The Arc Prize Foundation, a nonprofit organization co-founded by eminent AI researcher François Chaussel, announced in a blog post on Monday that it has created a new, challenging test to measure the overall intelligence of leading AI models.
So far, the new test, called ARC-AGI-2, has stumped most models.
“Reasoning” AI models such as OpenAI‘s o1-pro and DeepSeek’s R1 scored between 1% and 1.3% on ARC-AGI-2, according to the Arc Prize leaderboard. Powerful unintelligent models such as GPT-4.5, Claude 3.7 Sonnet, and Gemini 2.0 Flash scored around 1%.

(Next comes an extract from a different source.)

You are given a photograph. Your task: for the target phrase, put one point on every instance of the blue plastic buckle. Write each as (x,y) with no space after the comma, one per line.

The ARC-AGI tests consist of puzzles in which the AI has to identify visual patterns from a set of colored squares and generate the correct grid of “answers”. The tasks were designed to force the AI to adapt to new problems that it has not encountered before.
The Arc Prize Foundation invited over 400 people to take ARC-AGI-2 to establish a human baseline. On average, “panels” of these people answered 60% of the test questions correctly – much better than any of the models.

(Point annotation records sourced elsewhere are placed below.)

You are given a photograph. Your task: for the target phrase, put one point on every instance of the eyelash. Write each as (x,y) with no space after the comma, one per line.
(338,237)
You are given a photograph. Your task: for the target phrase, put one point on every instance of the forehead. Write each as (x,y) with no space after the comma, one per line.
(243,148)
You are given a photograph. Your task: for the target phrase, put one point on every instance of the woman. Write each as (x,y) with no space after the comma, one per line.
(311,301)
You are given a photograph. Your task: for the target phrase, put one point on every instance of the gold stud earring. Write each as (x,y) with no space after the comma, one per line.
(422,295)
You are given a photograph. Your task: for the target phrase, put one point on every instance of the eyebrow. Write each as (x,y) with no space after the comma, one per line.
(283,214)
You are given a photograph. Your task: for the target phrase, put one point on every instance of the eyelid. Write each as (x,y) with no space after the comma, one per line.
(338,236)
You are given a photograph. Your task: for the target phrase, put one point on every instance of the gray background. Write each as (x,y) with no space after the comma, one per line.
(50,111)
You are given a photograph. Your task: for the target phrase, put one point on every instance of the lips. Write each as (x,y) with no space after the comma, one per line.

In his post on X, Scholle claims that ARC-AGI-2 is a better indicator of the AI model’s real-world intelligence than the first iteration of the test, ARC-AGI-1. The Arc Prize tests are aimed at assessing whether an AI system can effectively acquire new skills beyond the data it was trained on.
Scholle noted that, unlike ARC-AGI-1, the new test does not allow AI models to rely on “brute force” – high computing power – to find solutions. Scholle previously acknowledged that this was the main drawback of ARC-AGI-1.

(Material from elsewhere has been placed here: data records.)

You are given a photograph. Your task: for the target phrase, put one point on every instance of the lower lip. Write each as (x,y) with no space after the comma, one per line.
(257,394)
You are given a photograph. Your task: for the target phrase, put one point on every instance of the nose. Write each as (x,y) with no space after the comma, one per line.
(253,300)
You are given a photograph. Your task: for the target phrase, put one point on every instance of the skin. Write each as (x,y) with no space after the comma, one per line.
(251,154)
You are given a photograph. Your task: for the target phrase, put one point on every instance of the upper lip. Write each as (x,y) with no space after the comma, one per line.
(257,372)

To address the shortcomings of the first test, ARC-AGI-2 introduces a new metric: efficiency. It also requires models to interpret patterns on the fly rather than rely on memorization.
“Intelligence is not defined solely by the ability to solve problems or achieve high performance,” wrote Greg Kamradt, co-founder of the Arc Prize Foundation, in his blog. “The effectiveness with which these abilities are acquired and applied is a critical, defining component. The fundamental question we ask is not only, ‘Can AI acquire the skills to solve a problem?’ but also, ‘With what efficiency or at what cost?
ARC-AGI-1 was undefeated for about five years, until December 2024, when OpenAI released its advanced reasoning model o3, which outperformed all other AI models and matched human performance in evaluation. However, as we have already mentioned, the o3 performance improvement on ARC-AGI-1 came at a high price.
The o3 version of the OpenAI model – o3 (low), which was the first to reach new heights on ARC-AGI-1, scoring 75.7% on the test, got a miserable 4% on ARC-AGI-2, using computing power costing $200 per task.